Results:
Significant inter-reader variability among human readers with poor to moderate agreement (κ=-0.018 to κ=0.41) was observed, with some readers showing more homogenous interpretations of quality features and overall quality than others. Interestingly, we did not find evident direct correlations between individual experience or background and the differences in ratings. In comparison, the AI software demonstrated higher consistency with fewer outliers (positive as well as negative), highlighting its generalization capability.
For a comprehensive evaluation of overall image quality, we conducted an analysis of agreement across all readers, as illustrated in Figure 1. The highest recorded accuracy, 61%, was observed between reader 1 and reader 2, while the lowest, 26%, occurred between reader 1 and reader 5, as well as between the b-box software and reader 5.
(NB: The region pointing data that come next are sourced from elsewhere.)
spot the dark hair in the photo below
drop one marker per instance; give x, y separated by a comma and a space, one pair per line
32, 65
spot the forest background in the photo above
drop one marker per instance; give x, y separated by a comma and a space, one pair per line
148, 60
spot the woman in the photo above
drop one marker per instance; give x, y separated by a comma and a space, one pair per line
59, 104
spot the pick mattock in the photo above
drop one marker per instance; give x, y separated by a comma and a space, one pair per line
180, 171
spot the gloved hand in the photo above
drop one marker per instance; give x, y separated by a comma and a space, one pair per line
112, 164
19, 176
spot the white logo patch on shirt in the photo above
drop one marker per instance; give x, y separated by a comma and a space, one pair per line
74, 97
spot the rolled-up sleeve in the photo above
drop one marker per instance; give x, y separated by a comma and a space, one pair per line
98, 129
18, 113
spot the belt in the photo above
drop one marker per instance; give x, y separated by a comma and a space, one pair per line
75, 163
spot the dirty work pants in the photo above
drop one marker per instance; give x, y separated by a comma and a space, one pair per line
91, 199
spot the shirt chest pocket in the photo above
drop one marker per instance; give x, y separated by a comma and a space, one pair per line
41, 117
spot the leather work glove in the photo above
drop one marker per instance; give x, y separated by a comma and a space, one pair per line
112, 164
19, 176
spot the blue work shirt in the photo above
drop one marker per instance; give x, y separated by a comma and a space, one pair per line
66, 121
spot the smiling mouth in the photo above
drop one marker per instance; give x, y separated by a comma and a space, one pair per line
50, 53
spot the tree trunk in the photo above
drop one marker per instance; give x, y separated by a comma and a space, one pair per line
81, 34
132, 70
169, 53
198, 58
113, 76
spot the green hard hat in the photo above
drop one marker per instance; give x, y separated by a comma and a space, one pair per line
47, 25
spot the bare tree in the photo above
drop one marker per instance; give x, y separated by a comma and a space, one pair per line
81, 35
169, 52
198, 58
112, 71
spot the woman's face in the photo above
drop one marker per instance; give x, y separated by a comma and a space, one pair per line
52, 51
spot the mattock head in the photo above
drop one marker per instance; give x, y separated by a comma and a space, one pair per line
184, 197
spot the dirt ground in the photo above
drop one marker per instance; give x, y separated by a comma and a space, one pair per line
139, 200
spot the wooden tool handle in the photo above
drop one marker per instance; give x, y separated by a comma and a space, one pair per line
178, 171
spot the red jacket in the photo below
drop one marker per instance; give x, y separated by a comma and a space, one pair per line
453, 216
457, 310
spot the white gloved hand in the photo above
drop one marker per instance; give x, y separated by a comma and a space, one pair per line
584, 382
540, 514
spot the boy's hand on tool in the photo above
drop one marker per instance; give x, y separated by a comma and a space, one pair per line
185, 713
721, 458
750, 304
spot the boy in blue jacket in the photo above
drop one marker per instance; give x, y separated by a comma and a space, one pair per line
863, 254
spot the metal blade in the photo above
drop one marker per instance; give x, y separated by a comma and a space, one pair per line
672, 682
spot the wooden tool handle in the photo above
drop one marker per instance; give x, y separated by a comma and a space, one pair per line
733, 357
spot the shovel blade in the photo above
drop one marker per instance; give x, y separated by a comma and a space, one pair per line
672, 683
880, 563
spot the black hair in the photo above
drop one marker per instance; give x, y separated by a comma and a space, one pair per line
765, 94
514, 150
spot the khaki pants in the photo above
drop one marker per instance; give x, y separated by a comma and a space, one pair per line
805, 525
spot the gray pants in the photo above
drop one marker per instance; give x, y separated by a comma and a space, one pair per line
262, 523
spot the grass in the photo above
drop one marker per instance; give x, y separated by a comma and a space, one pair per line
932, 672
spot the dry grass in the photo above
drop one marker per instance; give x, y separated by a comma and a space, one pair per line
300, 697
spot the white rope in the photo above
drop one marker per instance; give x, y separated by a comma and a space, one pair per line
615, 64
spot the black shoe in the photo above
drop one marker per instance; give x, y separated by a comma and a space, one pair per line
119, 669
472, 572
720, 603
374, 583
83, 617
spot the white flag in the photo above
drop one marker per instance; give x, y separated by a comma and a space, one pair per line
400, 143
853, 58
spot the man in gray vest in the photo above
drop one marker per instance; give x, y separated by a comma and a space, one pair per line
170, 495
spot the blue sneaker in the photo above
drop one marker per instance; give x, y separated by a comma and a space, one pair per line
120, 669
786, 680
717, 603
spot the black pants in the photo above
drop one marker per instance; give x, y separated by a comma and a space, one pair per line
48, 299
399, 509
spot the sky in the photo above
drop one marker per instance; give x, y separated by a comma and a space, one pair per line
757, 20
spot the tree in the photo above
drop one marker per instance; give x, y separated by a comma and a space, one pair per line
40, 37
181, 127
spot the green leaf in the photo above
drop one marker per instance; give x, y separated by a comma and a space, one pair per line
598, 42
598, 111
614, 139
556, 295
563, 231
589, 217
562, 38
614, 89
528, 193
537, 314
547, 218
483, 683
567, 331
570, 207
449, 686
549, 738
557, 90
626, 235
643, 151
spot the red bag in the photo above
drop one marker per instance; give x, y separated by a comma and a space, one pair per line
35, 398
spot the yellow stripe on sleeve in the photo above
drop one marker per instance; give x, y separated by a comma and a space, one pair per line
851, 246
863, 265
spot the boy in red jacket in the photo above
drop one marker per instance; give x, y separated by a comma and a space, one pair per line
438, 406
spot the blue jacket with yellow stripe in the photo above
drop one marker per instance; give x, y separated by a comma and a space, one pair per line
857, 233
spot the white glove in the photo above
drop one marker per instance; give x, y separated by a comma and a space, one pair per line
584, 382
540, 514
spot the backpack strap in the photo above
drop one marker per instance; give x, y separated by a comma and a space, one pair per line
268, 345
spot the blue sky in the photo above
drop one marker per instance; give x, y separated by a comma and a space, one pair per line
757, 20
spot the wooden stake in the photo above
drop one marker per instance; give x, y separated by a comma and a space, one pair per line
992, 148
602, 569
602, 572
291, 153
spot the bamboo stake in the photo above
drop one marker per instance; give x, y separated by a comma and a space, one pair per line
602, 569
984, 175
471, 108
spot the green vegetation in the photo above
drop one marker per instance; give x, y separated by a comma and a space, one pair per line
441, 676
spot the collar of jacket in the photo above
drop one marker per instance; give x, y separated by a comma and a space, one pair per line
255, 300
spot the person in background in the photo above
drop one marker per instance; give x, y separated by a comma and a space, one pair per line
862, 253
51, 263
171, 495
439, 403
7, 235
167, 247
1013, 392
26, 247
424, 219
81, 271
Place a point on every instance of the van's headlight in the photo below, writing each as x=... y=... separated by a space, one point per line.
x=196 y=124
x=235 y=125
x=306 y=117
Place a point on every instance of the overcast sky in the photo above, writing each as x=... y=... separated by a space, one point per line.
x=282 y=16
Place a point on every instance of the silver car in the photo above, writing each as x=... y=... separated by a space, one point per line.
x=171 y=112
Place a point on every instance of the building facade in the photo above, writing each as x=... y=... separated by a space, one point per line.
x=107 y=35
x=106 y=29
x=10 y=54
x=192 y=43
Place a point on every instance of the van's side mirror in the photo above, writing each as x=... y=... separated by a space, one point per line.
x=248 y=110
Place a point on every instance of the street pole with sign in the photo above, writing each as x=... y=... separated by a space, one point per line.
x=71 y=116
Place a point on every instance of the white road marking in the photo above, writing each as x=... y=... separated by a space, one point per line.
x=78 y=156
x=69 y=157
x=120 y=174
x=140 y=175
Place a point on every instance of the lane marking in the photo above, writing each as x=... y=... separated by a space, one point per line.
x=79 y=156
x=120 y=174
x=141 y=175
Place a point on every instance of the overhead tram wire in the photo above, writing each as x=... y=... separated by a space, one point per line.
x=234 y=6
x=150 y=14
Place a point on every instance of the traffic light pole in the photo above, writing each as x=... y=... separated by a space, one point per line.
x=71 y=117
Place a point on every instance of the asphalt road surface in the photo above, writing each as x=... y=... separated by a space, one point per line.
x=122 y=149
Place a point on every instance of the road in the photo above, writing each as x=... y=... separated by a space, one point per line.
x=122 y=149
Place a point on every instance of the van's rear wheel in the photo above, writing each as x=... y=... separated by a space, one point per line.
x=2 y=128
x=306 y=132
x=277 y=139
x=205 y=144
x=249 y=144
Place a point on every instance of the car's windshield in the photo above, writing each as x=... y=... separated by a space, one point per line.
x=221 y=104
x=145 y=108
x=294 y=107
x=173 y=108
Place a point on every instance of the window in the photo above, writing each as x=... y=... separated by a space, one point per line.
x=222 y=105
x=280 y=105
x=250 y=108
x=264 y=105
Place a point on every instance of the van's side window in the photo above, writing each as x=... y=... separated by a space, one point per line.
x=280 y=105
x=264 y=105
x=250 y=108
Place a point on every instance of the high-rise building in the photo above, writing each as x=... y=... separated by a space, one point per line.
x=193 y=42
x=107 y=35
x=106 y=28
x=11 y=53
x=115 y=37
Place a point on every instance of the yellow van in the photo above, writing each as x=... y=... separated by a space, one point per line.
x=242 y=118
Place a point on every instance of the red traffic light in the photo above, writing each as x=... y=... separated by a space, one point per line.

Figure 2 provides a visual representation of the disparities in Cohen’s kappa resulting from subtracting the mean human inter-reader agreement from the mean software performance (compared to human readers). It elucidates instances where the software outperforms or falls behind human performance. It surpassed human inter-reader agreement in detecting medial glandular tissue cuts (mean Cohen’s kappa: 0.43 (software) vs. 0.36 (experts)), mammilla deviation (mean Cohen’s kappa: 0.26 (software) vs. 0.24 (experts)), pectoral muscle detection (mean Cohen’s kappa: 0.72 (software) vs. 0.70 (experts)), and pectoral angle measurement (mean Cohen’s kappa: 0.49 (software) vs. 0.42 (experts)). For the remaining features, the software exhibited performance comparable to human assessment, with the highest difference measured at 0.18 for the PNL PGMI feature.